Francisco TOLEDO, le Oaxaqueño.

             Un triste jour de mai 2015. Une manif pour demander le retour des 43 étudiants disparus d’Ayotiznapa. La foule est compacte. Partagée entre colère et apathie. Soudain, une clameur. La foule s’écarte. Je m’attends à voir Moïse débarquer. Non, c’est juste un homme aux cheveux longs, à la barbe hirsute, portant un simple pantalon de toile et des sandales en cuir. Il incline la tête. Serre des mains. J’hésite entre un homme politique mais sincèrement, il n’a pas la dégaine. Plus une star de rock sur le retour. Je demande à la femme, à côté de moi. Elle me regarde ahurie comme si je lui avais demandé la route pour Mars. Puis hausse les épaules et tourne les talons dans un geste d’ostensible mépris. Hé-Oh! J’ai quand même le droit de ne pas connaître les grandes personnalités mexicaines !!
J’observe la foule et je m’approche d’un jeune au regard énamouré face à son idole.

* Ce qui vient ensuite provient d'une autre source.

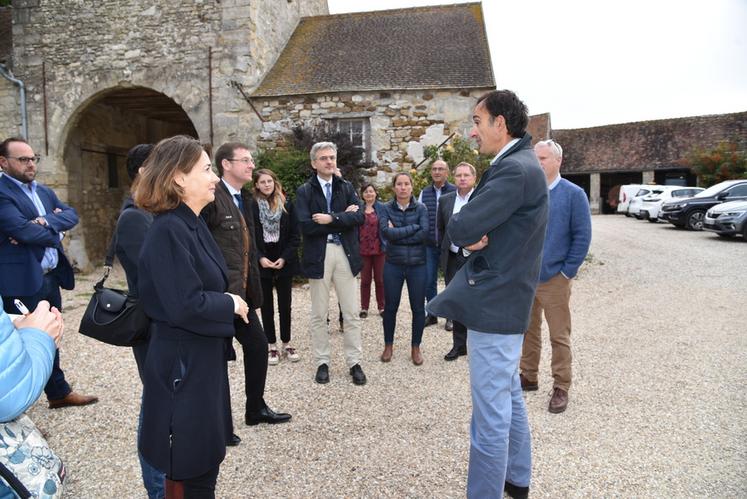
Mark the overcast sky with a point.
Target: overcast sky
(592, 63)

Doucement, pour ne pas le brusquer, je lui demande qui est en face de lui. Il me répond, d’une voix quasi mystique. El Maestro ! Il le répète à l’infini comme un mantra. El Maestro ! Un cri dans la foule, l’homme se retourne. Je croise son regard. Perçant. Presque magnétique. Je ne peux pas nier qu’il dégage une force incroyable. Un regard à la Picasso. Bon finalement, je n’étais pas si loin que ça…

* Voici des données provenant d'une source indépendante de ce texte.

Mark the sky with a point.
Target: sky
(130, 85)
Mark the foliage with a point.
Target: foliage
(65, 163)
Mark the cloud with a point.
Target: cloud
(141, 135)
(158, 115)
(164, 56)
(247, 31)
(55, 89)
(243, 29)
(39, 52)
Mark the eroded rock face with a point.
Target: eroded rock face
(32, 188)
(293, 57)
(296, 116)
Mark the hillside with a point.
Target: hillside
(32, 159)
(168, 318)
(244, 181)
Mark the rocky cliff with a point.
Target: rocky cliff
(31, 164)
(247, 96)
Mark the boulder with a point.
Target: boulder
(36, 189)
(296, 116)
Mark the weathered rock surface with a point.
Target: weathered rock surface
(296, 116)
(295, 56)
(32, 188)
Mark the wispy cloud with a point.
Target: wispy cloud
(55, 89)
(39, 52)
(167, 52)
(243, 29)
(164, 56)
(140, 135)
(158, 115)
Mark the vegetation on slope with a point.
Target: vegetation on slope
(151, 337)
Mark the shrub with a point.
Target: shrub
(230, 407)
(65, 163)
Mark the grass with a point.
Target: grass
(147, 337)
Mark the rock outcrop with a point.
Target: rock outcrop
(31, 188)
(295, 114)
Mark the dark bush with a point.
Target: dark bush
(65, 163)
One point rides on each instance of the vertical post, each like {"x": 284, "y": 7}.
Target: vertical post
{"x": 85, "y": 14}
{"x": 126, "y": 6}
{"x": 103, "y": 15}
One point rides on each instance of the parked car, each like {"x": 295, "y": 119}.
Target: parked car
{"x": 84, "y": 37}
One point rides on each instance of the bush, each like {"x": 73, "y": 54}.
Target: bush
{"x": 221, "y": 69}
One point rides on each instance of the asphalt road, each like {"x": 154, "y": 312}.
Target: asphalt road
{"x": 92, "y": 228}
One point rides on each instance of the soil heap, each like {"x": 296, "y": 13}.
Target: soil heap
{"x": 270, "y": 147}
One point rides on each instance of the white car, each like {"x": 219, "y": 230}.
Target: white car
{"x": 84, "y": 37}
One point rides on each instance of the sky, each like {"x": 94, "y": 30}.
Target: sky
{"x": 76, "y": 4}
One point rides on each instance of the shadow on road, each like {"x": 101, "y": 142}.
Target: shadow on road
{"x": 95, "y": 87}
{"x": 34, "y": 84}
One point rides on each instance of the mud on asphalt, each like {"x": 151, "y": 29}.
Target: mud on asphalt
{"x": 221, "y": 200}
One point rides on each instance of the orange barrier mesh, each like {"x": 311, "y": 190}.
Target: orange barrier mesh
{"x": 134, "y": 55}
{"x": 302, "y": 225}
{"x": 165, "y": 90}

Le lendemain, j’apprendrais par le journal la présence del Maestro Francisco TOLEDO à la manifestation de la veille. Un des plus grands peintres mexicains vivants. Mais cela n’est pas le plus important, j’apprendrais aussi qu’il est un infatigable défenseur des causes indigènes, un inlassable pourfendeur de la justice sociale et des droits humains pour tous. Oaxaca sera sa ville, celle où il laissera son empreinte, où sa générosité sera la plus prodigue. Beaucoup nous diront que sa grandeur n’est pas le fruit de sa célébrité ni même de sa richesse mais plus de son humanité.

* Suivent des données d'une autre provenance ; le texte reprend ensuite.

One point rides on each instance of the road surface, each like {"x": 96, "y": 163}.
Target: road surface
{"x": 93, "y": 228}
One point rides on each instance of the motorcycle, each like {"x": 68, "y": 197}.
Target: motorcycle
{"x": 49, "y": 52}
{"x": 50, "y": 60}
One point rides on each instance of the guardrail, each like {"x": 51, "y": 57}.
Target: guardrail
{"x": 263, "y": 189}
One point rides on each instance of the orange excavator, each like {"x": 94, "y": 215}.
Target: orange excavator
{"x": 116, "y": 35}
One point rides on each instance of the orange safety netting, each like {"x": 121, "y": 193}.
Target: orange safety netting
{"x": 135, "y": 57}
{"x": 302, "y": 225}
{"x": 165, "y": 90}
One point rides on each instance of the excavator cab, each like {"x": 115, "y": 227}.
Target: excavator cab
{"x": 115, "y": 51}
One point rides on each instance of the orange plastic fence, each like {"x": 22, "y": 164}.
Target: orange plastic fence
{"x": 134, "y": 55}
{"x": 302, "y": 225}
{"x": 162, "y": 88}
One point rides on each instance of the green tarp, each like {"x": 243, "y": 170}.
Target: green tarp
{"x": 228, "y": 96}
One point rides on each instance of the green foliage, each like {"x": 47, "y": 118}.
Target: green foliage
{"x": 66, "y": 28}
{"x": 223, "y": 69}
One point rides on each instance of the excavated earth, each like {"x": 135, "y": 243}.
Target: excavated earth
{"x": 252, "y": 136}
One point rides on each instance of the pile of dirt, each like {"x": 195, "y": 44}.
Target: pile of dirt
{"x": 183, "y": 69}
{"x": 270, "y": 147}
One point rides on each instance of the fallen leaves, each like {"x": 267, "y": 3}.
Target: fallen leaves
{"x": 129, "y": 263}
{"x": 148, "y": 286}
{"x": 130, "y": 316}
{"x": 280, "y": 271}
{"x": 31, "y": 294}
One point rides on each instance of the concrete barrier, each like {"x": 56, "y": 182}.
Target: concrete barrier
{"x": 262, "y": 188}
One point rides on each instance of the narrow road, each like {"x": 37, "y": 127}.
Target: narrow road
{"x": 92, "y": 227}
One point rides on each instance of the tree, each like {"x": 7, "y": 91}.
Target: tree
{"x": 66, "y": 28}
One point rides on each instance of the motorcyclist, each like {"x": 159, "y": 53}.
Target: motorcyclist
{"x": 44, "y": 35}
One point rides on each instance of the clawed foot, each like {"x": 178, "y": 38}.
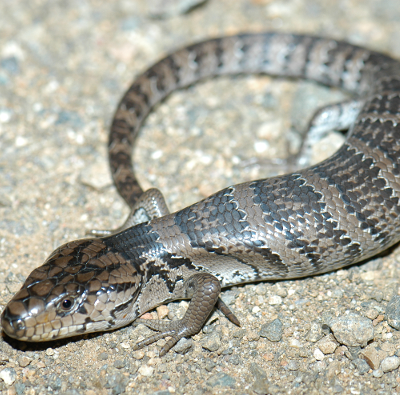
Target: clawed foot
{"x": 176, "y": 330}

Puis, nous sommes rentrés en France en se disant que la prochaine fois, on essaierait de le rencontrer et de faire un portrait de lui. Il avait la réputation d’être accessible alors pourquoi pas ! On avait juste oublier un détail. La mort, elle aussi voulait une interview exclusive. Elle nous l’a ravit le 5 septembre 2019.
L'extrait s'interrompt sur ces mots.